ほのみはリュカの頬に手を当て、冷たい体に覆いかぶさった。軽く唇を合わせ、手のひらで白い頬を撫でながら、きつく閉じられた唇の間に舌を滑り込ませる。
生臭い自分の血で濡れた舌で少年の歯をなぞると、彼は血の味を嫌がるように顔を背けようとした。その頭をそっと腕の中に抱き、優しく押しとどめる。
髪を撫で、少女は心の中で少年に語りかける。大丈夫。怖くないよ。あたしもちっとも怖くない。リュカに血をあげるくらい、なんでもない。

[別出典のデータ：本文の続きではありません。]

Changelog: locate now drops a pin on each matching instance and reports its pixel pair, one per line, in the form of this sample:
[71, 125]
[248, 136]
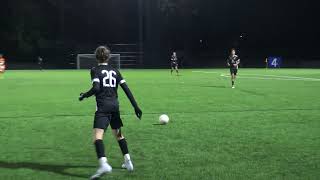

祈りが通じたかのように、彼は少女を受け入れた。僅かに開いた口に、ほのみは素早く舌を滑り込ませ、彼の冷たい舌の上に血を移し与えた。
こくりと喉が動き、飲み込んだのを確かめてから、そっと唇を離す。濡れた胸が上下し、口の端から息が漏れた。ミルクを飲む赤ん坊に母親がそうするように、頭を支えながら撫で、また血を口に含んで運ぶ。合わせた唇の間から血が滴り落ち、少年の頬と少女の裸身を汚した。
彼らの家族も、騒がしい妖怪たちも、黙ってその光景を見守っている。
やがて、長く白い睫毛に縁取られた瞼が震え、少年の呼吸は穏やかになった。かすかに指が動き、氷のように冷たかった手が、しっかりと少女の手を握り返す。
水に濡れた瞼の間から、一筋の涙が流れ落ちたのを、ヴァヴは見た。傍らで二人を見守る黒狼に寄り添い、鼻を啜るようにひくつかせた。
「……泣いてるわ……あの子が……。リュカが、泣いてる……ねえ、あなた……」
そう声を震わせる彼女も、目を潤ませていた。
「きっと……もっと、生きたいって、思ってくれたのね……」
家族と妖怪たちに見守られながら、少年は少女の腕の中に戻ってきた。